Chapter Two (#ub35c94aa-1c44-506f-963e-9e8d40b169c0)
Lord Rawcliffe kept his arm round her waist, effectively clamping her to his side.
‘Not another word,’ he growled into her ear as he turned her to follow the landlord. ‘Not until there is no fear of us being overheard.’
She almost protested that she hadn’t been going to say anything. She had no wish to have their quarrel witnessed by the other passengers from her coach, or those two drunken bucks who’d staggered out of the tap at the exact moment she’d punched the Marquess on the nose, or even the landlord.

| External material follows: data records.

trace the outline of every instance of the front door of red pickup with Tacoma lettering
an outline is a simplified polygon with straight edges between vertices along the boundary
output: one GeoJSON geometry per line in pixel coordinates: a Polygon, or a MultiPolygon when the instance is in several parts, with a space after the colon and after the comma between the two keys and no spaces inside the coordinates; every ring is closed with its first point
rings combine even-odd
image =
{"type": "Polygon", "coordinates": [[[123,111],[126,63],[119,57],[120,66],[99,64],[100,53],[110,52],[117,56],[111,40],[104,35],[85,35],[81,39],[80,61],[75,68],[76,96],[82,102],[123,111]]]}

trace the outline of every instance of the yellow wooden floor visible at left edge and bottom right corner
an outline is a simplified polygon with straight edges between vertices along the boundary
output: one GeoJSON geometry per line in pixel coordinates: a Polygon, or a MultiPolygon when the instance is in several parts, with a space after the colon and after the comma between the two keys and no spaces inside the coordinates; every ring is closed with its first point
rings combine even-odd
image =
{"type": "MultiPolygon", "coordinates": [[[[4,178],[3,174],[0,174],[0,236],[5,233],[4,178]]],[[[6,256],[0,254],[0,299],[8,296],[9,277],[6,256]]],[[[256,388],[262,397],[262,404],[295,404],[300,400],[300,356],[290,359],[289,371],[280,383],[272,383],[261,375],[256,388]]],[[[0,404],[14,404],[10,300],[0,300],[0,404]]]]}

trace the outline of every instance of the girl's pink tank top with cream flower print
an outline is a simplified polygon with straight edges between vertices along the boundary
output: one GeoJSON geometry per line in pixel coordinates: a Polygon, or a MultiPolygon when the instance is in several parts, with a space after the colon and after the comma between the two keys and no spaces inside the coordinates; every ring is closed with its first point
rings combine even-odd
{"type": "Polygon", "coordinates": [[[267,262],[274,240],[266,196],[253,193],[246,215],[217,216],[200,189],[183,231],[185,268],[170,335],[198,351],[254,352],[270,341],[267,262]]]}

‘This will do,’ said Lord Rawcliffe to the very landlord she’d been thinking about, as they entered a small room containing a table with several plain chairs standing round it and a couple of upholstered ones drawn up before a grate in which a fire blazed even though it was a full week into June.
‘You will be wanting refreshments, my lord?’
‘Yes. A pot of tea for my fiancée,’ he said, giving her another warning squeeze. ‘Ale for me. And some bread and cheese, too. Oh,’ he said, dabbing at his bleeding nose, ‘and a bowl of ice, or, at least, very cold water and some clean cloths.’
‘Of course, my lord,’ said the landlord, shooting her a look loaded with censure as he bowed himself out of the door.
‘And one other thing,’ said Lord Rawcliffe, letting go of her in order to give the landlord his full attention. Clare didn’t bother to listen to what the one other thing might be. She was too busy getting to the far side of the room and putting the table between them for good measure.
‘Look,’ she said, as soon as the landlord had gone. ‘I know I shouldn’t have hit you and I—’ she drew a deep breath ‘—I apologise.’ She looked longingly at the door. Rawcliffe might have all the time in the world, but she had a stage to catch. ‘And thank you for the offer of tea, but I don’t have time to—’
He was nearer the door than she was, and, following the direction of her gaze, he promptly stepped in front of it, leaned his back against it and folded his arms across his chest.